# Overnight on The Silver Comet



## atlchris

I am just getting into road riding, but I am already planning to do an overnight ~200 mile ride on the entire length of The Silver Comet trail from Smyrna GA to the GA/AL border.

Has anyone made this trip before? I am looking for recommendations on rest stops and camping locations along the trail. I live at the trail head in Smyrna, so I will be leaving from my house and starting at mile marker 0.


----------



## gp3d

From Smyrna to the GA/AL line is ~62 miles, then another 33 miles on the Chief Ladiga Trail to just inside the Anniston, AL city limits. I rode all of the Chief Ladiga from Anniston to the GA line and back last April. It's a nice ride with the best part being from Piedmont, AL to the state line. Jacksonville, AL is in the middle and is a small university town with a nice atmosphere to it. The start/end in Anniston is kinda outside of town but only about 1-2 miles from shopping, restaurants, and 2 motels, though I'd rather stay in Jacksonville which I did last spring.

As for camping, there is a basic campground on the Silver Comet possibly between Cedartown and Rockmart, I think. Saw it in some YouTube video. In AL, there's the Chief Ladiga Campground maybe 5-7 miles from the state line.Chief Ladiga Trail Campground.
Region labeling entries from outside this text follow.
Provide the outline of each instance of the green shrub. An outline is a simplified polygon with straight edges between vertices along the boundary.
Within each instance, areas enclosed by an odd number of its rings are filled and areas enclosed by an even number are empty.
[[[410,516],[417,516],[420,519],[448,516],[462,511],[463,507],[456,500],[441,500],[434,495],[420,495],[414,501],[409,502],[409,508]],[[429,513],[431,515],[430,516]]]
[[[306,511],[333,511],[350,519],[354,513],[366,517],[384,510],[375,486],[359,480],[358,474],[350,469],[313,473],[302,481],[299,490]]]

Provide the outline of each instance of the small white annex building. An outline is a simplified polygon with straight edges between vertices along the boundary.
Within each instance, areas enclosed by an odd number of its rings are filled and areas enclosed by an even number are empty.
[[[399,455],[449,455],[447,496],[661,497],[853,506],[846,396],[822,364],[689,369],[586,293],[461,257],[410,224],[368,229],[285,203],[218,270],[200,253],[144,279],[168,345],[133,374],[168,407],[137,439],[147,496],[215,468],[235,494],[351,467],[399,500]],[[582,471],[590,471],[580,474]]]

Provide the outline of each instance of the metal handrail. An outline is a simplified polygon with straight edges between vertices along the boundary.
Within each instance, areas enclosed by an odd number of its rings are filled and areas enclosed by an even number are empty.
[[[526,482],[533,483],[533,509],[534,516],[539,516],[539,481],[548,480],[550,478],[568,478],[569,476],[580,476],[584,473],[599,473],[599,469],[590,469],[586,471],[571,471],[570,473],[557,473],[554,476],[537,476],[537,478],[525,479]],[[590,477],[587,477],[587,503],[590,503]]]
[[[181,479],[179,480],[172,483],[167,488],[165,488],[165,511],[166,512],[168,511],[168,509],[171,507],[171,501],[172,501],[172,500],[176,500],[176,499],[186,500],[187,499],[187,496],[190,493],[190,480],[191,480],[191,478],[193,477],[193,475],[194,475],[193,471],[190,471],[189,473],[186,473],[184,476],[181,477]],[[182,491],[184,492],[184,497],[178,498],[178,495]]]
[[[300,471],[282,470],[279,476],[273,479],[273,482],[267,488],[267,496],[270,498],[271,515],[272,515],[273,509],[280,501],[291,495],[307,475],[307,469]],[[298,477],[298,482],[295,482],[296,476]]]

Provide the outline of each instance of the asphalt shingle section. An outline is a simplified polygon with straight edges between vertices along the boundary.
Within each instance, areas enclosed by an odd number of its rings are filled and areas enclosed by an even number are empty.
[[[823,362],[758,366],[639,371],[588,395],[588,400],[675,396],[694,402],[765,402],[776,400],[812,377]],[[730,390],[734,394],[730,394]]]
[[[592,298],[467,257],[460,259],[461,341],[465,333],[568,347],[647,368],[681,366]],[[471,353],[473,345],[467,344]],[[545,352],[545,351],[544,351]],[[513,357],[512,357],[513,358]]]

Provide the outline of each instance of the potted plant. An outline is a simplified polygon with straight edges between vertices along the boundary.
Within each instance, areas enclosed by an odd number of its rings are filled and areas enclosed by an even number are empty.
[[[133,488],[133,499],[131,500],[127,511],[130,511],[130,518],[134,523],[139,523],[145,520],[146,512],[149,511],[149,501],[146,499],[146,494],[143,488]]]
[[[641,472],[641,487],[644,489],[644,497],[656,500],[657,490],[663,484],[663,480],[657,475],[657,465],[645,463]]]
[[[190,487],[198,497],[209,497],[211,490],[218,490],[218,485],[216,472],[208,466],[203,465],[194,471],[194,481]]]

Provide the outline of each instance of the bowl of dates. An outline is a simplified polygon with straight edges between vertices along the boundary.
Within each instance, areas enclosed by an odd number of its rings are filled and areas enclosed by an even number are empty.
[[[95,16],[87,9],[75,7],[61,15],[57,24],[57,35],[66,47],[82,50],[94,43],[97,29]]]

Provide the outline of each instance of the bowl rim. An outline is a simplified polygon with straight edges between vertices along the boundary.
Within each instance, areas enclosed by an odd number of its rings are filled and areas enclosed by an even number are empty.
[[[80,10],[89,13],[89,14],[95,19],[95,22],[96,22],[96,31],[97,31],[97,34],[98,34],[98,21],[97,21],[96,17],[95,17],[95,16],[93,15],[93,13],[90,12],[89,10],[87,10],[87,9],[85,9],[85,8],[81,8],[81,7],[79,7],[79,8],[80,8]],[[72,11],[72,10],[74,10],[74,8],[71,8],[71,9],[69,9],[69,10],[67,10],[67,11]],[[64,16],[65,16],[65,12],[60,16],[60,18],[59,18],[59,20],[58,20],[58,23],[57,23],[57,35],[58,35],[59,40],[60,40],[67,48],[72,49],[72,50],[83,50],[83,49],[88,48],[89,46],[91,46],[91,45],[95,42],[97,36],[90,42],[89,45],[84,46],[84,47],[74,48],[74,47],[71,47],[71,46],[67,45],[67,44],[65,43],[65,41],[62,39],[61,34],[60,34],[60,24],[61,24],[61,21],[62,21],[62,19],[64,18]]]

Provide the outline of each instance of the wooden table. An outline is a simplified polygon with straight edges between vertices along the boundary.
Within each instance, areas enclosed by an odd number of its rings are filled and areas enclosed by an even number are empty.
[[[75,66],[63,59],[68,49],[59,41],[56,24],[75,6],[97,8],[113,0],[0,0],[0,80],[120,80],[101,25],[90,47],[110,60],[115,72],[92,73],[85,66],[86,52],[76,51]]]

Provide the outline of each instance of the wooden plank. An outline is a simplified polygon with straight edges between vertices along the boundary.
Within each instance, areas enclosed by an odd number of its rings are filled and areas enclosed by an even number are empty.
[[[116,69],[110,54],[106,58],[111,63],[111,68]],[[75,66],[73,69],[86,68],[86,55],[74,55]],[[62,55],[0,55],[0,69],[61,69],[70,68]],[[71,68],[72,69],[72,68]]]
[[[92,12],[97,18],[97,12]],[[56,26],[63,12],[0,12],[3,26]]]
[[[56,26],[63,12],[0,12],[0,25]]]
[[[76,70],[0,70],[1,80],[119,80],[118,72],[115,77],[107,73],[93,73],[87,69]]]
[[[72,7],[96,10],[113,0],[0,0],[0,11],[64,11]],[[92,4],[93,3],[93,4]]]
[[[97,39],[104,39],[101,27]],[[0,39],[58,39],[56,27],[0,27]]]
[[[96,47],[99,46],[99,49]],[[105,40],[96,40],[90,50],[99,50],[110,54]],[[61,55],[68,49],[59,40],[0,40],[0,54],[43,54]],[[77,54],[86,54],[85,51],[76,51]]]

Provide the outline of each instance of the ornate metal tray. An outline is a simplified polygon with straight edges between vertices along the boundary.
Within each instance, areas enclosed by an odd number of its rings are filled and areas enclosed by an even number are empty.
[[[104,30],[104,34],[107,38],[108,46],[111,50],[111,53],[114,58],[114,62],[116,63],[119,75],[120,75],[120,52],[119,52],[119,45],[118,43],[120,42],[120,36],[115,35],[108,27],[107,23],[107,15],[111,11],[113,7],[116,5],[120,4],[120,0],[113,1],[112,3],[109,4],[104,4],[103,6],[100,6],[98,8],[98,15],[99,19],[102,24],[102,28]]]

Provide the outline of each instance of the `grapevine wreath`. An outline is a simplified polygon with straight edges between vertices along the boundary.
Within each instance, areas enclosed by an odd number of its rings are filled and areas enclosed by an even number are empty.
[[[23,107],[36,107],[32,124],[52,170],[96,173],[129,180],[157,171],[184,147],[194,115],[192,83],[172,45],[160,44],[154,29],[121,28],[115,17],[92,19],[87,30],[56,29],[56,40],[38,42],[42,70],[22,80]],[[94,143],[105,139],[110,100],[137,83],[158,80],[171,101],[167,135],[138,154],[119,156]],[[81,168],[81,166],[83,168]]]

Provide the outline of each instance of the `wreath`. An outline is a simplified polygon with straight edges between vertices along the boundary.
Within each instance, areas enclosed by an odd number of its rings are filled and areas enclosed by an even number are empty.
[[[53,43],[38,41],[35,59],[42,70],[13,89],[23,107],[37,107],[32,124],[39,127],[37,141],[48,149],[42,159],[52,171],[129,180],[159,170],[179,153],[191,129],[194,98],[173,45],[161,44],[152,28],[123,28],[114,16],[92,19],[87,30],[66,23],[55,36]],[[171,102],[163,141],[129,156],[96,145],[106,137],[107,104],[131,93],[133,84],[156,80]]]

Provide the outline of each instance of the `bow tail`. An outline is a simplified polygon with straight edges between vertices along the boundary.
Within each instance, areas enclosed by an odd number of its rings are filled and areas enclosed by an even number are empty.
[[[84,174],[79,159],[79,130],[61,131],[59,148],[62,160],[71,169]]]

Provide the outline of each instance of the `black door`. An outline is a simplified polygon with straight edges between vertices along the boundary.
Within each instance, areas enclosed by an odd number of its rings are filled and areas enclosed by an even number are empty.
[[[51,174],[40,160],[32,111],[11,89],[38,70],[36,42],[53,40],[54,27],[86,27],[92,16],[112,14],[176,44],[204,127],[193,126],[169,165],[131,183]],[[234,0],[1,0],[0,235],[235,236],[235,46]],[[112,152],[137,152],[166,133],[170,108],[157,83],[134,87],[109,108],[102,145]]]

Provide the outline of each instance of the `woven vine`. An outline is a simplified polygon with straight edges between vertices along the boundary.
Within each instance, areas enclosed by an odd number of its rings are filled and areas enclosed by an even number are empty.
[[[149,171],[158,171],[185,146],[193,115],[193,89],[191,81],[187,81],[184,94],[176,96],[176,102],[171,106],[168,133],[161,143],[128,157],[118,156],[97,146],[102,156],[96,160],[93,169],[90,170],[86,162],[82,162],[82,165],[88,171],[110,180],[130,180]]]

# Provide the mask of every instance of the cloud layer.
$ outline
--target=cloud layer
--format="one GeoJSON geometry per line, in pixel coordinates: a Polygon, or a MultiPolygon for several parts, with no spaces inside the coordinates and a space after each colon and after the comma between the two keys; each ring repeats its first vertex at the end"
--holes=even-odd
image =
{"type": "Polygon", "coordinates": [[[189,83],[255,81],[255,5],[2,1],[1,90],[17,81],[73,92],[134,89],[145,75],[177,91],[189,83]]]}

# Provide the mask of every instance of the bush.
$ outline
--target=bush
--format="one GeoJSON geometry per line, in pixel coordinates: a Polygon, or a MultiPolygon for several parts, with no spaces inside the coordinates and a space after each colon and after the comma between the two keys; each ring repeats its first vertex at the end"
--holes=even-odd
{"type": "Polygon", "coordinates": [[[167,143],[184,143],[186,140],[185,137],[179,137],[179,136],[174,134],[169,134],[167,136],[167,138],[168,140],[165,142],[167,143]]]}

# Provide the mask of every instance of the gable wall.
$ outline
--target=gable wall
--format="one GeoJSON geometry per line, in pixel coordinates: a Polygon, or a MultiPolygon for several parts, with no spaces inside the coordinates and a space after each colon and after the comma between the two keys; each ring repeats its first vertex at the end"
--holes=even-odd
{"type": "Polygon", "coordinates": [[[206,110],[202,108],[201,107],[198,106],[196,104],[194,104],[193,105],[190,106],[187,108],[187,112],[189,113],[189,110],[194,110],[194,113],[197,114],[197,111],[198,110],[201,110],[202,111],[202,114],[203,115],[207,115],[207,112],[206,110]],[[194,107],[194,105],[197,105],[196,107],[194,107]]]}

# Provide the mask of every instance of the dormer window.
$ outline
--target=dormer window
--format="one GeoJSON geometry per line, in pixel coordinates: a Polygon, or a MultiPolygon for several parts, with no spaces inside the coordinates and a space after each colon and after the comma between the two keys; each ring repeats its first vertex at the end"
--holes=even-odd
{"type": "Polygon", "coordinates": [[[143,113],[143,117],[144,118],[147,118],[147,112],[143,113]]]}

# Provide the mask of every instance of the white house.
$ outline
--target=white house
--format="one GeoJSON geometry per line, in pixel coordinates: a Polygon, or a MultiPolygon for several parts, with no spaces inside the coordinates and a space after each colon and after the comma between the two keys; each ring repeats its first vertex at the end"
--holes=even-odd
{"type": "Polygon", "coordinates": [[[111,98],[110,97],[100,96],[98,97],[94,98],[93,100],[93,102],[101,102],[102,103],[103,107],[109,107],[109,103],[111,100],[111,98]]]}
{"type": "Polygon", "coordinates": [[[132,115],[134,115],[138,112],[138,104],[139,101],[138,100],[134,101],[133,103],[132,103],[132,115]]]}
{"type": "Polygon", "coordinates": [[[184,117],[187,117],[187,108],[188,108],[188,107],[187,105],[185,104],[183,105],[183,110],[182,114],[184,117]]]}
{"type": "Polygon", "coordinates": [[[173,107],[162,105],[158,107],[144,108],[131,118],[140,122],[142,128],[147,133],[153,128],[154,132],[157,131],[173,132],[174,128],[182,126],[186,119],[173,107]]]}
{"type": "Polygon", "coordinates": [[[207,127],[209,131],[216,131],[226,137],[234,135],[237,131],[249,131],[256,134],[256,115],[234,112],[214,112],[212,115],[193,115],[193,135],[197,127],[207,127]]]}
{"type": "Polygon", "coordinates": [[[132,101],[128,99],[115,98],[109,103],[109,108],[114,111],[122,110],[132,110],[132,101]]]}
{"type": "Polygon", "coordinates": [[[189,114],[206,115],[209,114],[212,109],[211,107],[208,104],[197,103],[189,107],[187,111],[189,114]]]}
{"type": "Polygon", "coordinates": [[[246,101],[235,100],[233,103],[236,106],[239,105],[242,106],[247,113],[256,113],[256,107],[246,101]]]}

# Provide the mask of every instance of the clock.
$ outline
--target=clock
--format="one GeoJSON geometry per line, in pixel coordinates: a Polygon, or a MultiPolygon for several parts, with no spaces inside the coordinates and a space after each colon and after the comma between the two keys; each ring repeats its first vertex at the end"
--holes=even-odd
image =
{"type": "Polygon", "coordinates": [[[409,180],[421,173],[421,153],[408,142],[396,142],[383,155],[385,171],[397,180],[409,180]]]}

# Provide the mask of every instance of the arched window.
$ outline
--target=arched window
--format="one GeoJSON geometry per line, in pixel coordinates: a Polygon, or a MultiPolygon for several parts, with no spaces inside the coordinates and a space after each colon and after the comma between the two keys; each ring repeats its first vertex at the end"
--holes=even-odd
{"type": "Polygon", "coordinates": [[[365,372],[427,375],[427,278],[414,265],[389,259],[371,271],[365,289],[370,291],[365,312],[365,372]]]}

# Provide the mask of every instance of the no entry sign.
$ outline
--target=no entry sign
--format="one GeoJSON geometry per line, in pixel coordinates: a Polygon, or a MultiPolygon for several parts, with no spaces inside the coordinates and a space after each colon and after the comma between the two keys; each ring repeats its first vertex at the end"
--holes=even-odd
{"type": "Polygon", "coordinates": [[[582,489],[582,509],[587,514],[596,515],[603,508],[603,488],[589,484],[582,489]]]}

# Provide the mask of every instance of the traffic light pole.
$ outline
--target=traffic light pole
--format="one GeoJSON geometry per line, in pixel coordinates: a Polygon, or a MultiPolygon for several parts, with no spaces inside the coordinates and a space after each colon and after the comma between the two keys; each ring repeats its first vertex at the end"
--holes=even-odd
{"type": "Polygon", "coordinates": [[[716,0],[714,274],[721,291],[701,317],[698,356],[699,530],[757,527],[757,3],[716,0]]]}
I'm not aware of other campgrounds but I do not live in that area, there certainly could be some.


----------



## pigpen

I have ridden the Comet and Ladiga many times.
The last time I rode it was from Smyrna to JSU. Family was visiting Atlanta so I rode home.

Rockmart is a nice little town with a little Italian restraunt that really likes cyclist. The restraunt use to be a bike shop too. If you grab something to eat they will fill your bottles with ice and water.
Really good people. Be sure to sign the wall.

The section between Rockmart and Cedartown has some really steep climbs. 
I was doing a shake down ride for an up coming tour so I aslo had my camping gear. I had to walk up two of them. 

The train depot at Cedartown is a nice break prior to the final section to the state line.

There are a few campgrounds along the Comet.
Camping « TrailExpress.com – Recreational Trail News, Information and Maps

One just on the other side of the state line in Alabama as mentioned above.
This one my be your best bet unless you want to stay in Rockmart (Camp Comet).
The attachement says not to camp there alone. Why I have no idea.

Have fun.


----------



## tconrady

I thought I saw where the campground between Rockmart and Cedartown was closed when I went by there a couple months ago. Just something to keep in mind if you were planning on camping.


----------



## atlchris

Thank you for the tips. I am hoping to ride the entire length (both trails) sometime this fall.


----------